Le Nazaréen, à la fois homme et
Dieu ? Nature humaine et nature divine dans la même personne ?
Dans le sublime monothéisme
égypto-hébreux, rien de ces complications-là n’avait été prévu, quelle
embrouille.
On dut avoir recours aux
subtilités hautement abstraites des langues grecque et latine, faisant des
larcins chez Parménide, Platon, Chrysippe, Plotin, et j’en passe.
Et cela fusait dans tous les sens
– sauf qu’il ne fallait pas que ça fusât dans tous les sens.

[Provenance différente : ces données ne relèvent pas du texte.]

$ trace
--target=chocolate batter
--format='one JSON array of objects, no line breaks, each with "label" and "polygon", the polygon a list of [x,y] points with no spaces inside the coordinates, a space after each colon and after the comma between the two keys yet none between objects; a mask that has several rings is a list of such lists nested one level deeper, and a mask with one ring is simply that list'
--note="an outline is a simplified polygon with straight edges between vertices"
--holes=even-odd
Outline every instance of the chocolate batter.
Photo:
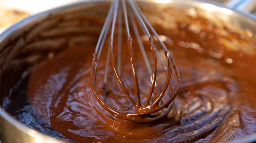
[{"label": "chocolate batter", "polygon": [[[153,24],[160,35],[164,36],[161,37],[178,66],[181,77],[173,106],[164,118],[138,123],[114,116],[99,105],[90,82],[96,34],[84,39],[85,42],[69,45],[70,48],[53,56],[49,54],[48,59],[37,65],[11,92],[10,97],[19,95],[24,97],[20,97],[19,101],[21,99],[26,103],[20,108],[12,108],[11,104],[19,102],[17,98],[7,97],[3,107],[31,128],[71,142],[222,142],[255,134],[255,38],[203,17],[189,17],[189,22],[176,22],[178,26],[175,29],[164,27],[164,24]],[[100,24],[96,21],[90,24]],[[125,37],[124,29],[123,34]],[[152,57],[148,39],[143,37],[141,38],[146,51]],[[120,76],[131,98],[136,99],[127,56],[128,46],[125,38],[123,39]],[[149,90],[150,75],[135,39],[133,39],[133,52],[143,104]],[[116,40],[114,44],[117,45]],[[157,47],[160,47],[155,41]],[[231,43],[237,45],[227,44]],[[97,69],[96,85],[98,93],[110,106],[134,113],[132,104],[118,87],[110,65],[106,92],[101,89],[107,45],[103,48]],[[114,50],[115,54],[116,51]],[[158,66],[158,91],[166,80],[163,69]],[[175,85],[176,78],[171,78]],[[167,89],[161,102],[169,99],[170,92]]]}]

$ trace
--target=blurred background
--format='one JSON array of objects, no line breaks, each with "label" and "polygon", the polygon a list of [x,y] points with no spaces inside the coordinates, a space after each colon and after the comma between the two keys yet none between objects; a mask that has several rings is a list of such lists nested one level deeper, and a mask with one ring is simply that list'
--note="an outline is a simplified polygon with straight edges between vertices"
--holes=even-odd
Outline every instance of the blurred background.
[{"label": "blurred background", "polygon": [[[0,0],[0,33],[14,23],[30,15],[72,3],[86,0]],[[157,0],[163,1],[168,0]],[[223,4],[231,0],[212,0]],[[256,1],[256,2],[254,0],[249,0]],[[254,9],[251,10],[250,12],[256,14],[256,11]]]},{"label": "blurred background", "polygon": [[[30,15],[49,9],[54,8],[88,0],[0,0],[0,33],[12,24]],[[160,2],[169,0],[156,0]],[[211,1],[211,0],[198,0]],[[256,0],[211,0],[224,4],[233,1],[239,2]],[[249,11],[256,14],[256,10]]]}]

La théologie des premiers siècles
était un chaos foisonnant de doctrines diverses divergentes contradictoires
incompatibles. Les plus hautes instances de l’Eglise tentaient sans cesse de
mettre de l’ordre et de la suite dans les idées, ; elle intervenait
lourdement dans les rivalités doctrinales et traçait un pointillé pointilleux
et sévérissime entre les thèses à admettre et celles à rejeter. Pendant des
siècles, de conciliabule en conciliabule, de concile en concile, la bataille
des mots fera rage.
Le combat contre l’hydre des
hérésies fit monter le schmilblick de la théologie à des subtilités de plus en
plus aériennes, éthérées & abstruses.
Jésus, à la fois humain et divin ?
En tant que humain, il a la
volonté libre, il a la liberté, par exemple, celle de pécher : posse peccare.
En tant que divin, il n’a pas
cette liberté, il n’a que la sainteté, il ne peut pas pécher : non posse peccare.
Jésus, au sortir de l’enfance, arrivant
à l’âge où les péchés commencent à se commettre : aucun théologien ne s’est
posé la question si ce garçon n’a pas fantasmé sur une jeune beauté du village
en se branlant dans la pénombre de sa chambre.
Moi en tout cas, à cette époque
lointaine & primordiale où je façonnai le corps d’Adam, je me souviens du
plaisir que j’avais pris à concevoir ce prodigieux organe à jouissance, ne me
posant à aucun moment la question si plus tard ils appelleraient cela péché.